Making JSON Objects from Zend_Controllers (Using JQuery)

February 18th, 2009

I started this video thinking it would be short and it ended up close to 30 minutes. If you find these videos too long, please let me know and I’ll break them up.

In my own defense, this video covers a lot of ground. I introduce JQuery and immediately put it to work for sending and receiving JSON requests to our Zend_Controller. The JSON is automatically generated from a set of PHP classes in a PHP array, thanks to Zend_Json.

also, download the project file for this episode.

 

16 Responses to “Making JSON Objects from Zend_Controllers (Using JQuery)”

  1. Nexik says:

    great tutorial about ajax in zf:) time length is perfect.

  2. Jonathan says:

    I agree, the amount of time is fine, and I really appreciate your time and effort.

  3. Bob Hanson says:

    You time frame is great..no worries. Again thank you so much for taking the time to publish these. Youre a god send..

  4. Jim says:

    the longer the better! I’m actually sending my developers to this site to get more ZF training for our apps.

    keep it goin! thanks

  5. zend dev says:

    a great contribution n good work
    thanks buddy

  6. Sven says:

    Is there a reason for, doing it with jQuery and not doing it with Dojo?

    Can you please make a Tutorial of doing this with Dojo?
    May be, to see the difference?

    Thanx for your very good work. :)

  7. jon says:

    Hey Sven,

    I’m sure I’ll get around to Dojo, however I usually cover technologies I’m familiar with and use regularly.

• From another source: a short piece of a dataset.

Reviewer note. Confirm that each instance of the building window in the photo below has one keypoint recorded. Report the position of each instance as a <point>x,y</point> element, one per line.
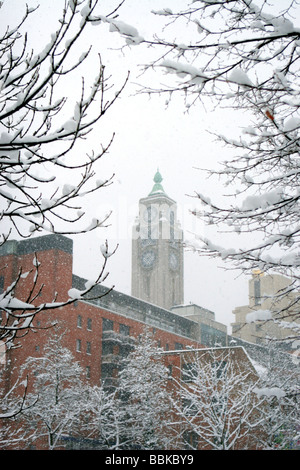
<point>78,345</point>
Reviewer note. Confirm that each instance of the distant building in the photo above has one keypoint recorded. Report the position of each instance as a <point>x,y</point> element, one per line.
<point>271,304</point>
<point>209,331</point>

Dojo hasn’t been a part of my development practice so I’d have to study up on it first!

  8. Hari K T says:

    Great tutorial . No need to break it .

  9. Christian says:

    Hi John,
    thanxs for this tutorial.
    Its great but i have some issue with it.
    Cant get the AsyncController to work.
    Is this also working with zend 1.8 and above.

    Christian

  10. beregu says:

    Thanks for your great tutorial.

    It’s still working properly with ZF 1.9.4.

    As John’s tutorial, AsyncController->generateItems() generates a json encoding ready array. I just wonder how I can make json encoding ready array from typical db table object?

    I just replaced all generateItems() code with the following, but it’s not working:
    ==========
    private function generateItems()
    {
    $articles = new BEREGU_ArticlesDbTable();
    $articles->fetchAll()->toArray();

    return $articles;
    }
    ==========

    BEREGU_ArticlesDbTable()
    ==========
    class BEREGU_ArticlesDbTable extends Zend_Db_Table_Abstract
    {
    protected $_name = “articles”;
    }

  11. wouldn’t you want to do

    return $articles->fetchAll()->toArray();

    instead of return $articles?

  12. fmf says:

    Thanks for all you good tutorials !
    I like how you present small, essential examples and still drop in some notes how one would act in more real-world like situation.

  13. patrick says:

    I appreciate the tutorial.. Curious what does the <? .. and <?= do ..?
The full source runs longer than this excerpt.